〔NY金〕9日ぶり反落=最高値更新、6日で途切れる―週間ではプラス(21日) 2025年03月22日 04時02分

 【ニューヨーク時事】週末21日のニューヨーク商品取引所(COMEX)の金塊先物相場は、週末を前に利益確定の動きが台頭し、9営業日ぶりに反落した。中心限月4月物の清算値(終値に相当)は前日比22.40ドル(0.74%)安の1オンス=3021.40ドル。ただ、週間では0.68%上昇し、3週連続のプラスとなった。
 この日の外国為替市場では、朝方の売りをこなした後、ドルが対主要通貨で上伸。これをきっかけにドル建て商品の割高感に着目した売りが台頭し、金相場は40ドル近く急落したが、その後は買い戻しに下げ幅を縮小した。

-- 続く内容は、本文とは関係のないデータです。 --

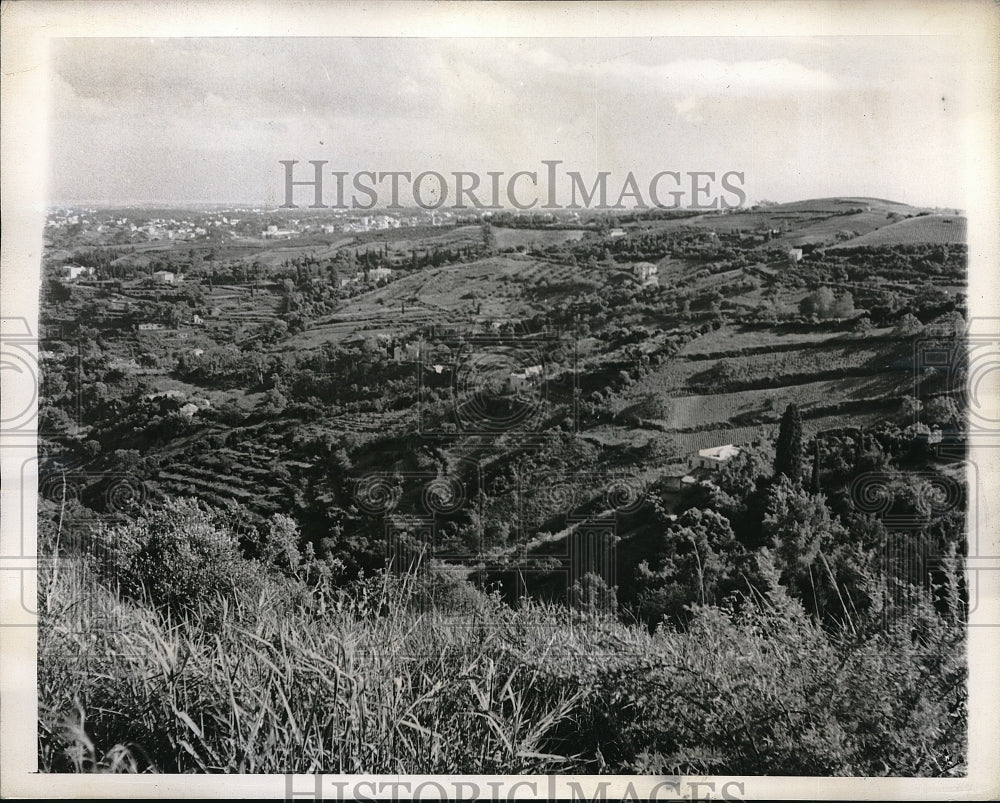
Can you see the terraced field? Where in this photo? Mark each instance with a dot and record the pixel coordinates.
(922, 229)
(251, 475)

 今週は、景気先行き不安や地政学的リスクの高まりを背景に、安全資産としての金需要が継続。米連邦準備制度理事会(FRB)が連邦公開市場委員会(FOMC)で、年内の想定利下げ回数を2回に維持したことも利回りを生まない金への資金流入を促し、前日まで引けベースでの最高値更新が続いたが、6営業日連続で記録が途切れた。
 しかし、トランプ米大統領は19日、貿易相手国と同水準の関税を課す「相互関税」を予定通り4月2日に発動する意向を表明。貿易摩擦が今後激化し、世界経済の成長を下押しするとの懸念がくすぶっている。また、米政府はイランへの圧力を強化しているほか、イスラエルとイスラム組織ハマスの停戦合意は崩壊。さらに、ウクライナとロシアの全面的な停戦に向けた協議の行方も見通せない状況で、金相場が大幅な調整局面を迎える公算は小さいとの指摘が聞かれた。